We all like to prepare for a workout and for a good session outdoors. What if you really needed the fitness to get ready to go in the wilderness and prepare yourself for a hike? You know that you’re going to be tackling a solid challenge so you start searching the internet to find the best guide on how to prepare for hiking.
Problems start to arise, there are way too many things online and you don’t really know where to begin. You’re in luck, because today’s topic will be dealing with the ultimate hiking workout, everything you need to do to be in shape for hiking.
Everyone thinks it’s the legs, until their core muscles start giving up and they start hunching and suffering because of a heavy backpack. Your core does a lot of work when you’re hiking, particularly when balancing on a ridge or heading up a slope. You need to have a strong core if you want to hike.
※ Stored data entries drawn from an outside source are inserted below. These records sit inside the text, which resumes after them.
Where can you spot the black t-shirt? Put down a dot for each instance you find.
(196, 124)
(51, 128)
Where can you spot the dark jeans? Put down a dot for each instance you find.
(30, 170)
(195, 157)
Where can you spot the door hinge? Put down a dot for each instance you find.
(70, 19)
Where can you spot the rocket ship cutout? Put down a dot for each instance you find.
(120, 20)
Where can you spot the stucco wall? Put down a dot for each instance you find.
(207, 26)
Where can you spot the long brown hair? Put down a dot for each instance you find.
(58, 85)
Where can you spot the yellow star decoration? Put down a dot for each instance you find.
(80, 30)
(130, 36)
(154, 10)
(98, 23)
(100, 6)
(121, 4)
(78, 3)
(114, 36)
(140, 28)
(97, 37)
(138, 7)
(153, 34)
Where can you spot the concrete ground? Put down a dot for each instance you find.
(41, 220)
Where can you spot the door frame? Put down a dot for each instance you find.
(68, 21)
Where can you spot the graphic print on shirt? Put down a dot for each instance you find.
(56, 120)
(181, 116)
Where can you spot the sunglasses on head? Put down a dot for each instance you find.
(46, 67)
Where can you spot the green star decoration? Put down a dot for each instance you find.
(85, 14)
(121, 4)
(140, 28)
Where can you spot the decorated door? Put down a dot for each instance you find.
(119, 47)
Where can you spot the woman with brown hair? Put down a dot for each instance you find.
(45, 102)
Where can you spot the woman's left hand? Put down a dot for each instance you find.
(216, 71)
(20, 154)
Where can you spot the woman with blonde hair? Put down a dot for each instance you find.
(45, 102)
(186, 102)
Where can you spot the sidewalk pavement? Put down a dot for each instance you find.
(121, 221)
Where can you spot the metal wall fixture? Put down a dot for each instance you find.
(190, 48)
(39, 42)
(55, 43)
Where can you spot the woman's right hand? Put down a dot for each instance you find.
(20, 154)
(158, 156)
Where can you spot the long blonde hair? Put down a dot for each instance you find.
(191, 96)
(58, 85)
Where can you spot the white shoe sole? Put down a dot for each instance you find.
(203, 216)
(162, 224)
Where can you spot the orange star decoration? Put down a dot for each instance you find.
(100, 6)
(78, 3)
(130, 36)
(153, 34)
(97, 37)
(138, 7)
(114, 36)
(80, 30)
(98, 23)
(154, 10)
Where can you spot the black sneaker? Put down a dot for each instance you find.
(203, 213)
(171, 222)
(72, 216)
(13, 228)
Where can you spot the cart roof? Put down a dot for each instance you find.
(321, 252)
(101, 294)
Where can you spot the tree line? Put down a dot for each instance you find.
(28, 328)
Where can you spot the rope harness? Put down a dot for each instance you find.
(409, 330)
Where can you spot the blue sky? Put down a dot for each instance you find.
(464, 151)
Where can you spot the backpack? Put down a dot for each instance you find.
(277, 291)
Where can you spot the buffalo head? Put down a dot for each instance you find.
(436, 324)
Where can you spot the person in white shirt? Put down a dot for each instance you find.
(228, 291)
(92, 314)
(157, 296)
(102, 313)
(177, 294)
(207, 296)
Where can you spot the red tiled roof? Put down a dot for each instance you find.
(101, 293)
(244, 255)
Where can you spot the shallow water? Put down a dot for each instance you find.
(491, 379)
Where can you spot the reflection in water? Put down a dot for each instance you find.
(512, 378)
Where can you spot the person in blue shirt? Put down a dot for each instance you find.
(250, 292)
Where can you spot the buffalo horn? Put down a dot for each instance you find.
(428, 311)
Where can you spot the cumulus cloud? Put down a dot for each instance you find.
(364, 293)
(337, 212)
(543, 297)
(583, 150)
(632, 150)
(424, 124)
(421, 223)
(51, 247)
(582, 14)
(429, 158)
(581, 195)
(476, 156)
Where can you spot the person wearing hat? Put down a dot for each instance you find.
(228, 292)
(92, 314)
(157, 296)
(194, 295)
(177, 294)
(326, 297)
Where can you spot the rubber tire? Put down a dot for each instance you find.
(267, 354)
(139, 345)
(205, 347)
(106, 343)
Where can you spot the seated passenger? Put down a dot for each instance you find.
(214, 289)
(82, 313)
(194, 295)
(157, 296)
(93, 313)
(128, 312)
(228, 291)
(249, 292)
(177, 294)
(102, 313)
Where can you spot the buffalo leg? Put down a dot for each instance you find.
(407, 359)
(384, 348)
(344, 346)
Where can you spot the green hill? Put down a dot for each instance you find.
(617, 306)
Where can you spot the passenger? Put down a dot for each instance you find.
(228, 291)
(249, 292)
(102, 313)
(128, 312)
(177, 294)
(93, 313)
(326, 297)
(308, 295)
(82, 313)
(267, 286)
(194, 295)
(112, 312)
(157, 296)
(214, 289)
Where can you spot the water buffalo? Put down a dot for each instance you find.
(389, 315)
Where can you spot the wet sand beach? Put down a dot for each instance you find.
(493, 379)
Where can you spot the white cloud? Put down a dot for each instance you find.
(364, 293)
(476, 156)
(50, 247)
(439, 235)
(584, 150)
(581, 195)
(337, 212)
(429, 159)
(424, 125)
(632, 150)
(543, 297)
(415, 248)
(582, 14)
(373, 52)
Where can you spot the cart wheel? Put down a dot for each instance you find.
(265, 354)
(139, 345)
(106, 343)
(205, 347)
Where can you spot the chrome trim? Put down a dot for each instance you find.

Start running, it’s a good core exercise which will also put your legs to the test, another thing you’ll need for hiking. Core specific exercises like leg raises, whether lying, or while hanging, should also work. Pay attention to your lower back and do reverse body raises, ideally by allowing your body to fall below 0 degrees, which can be done on a parallel bar or in the gym, where you are less likely to feel any discomfort.
Work the Back Muscles
What do your back muscles have to do with hiking? The back is responsible for keeping you straight and you need to work on the rhomboids to keep your shoulders from slouching.
When you’re carrying backpacks for a long time, you need a strong back otherwise you will start feeling the pain early on, which can be annoying, when you have about 70% of your journey remaining. You must work on the entirety of your body.
Walking, Running and Mini Hikes
You’re not going on a huge hike immediately, but rather a small one. You can hike it or run it, to feel what it’s like when your lungs are burning. This is a great way to feel the real deal. Find a route with lots of elevation gain and descents, if you want to experience hiking but without actually committing to a forest or trail run.
Walk more in general and try to walk faster, that should be enough as an everyday activity. When it comes to running, do the usual thing people do when preparing for a race, interval training, tempo training and long slow distance training.
Hike With Friends, But Take it Slow
Your first hike doesn’t need to be climbing an Alpine peak in winter. It can be a short route around a local hill. That shouldn’t take much endurance nor time, which is a great way to get to know your limits.
You can always increase the pace if you feel like you’re going too slow.
There is no ultimate workout, really, just a steady flow of exercises, working on your lung capacity, your legs and the rest of your body, to be fully prepared to go on a hike, with some additional weight, meaning a loaded backpack.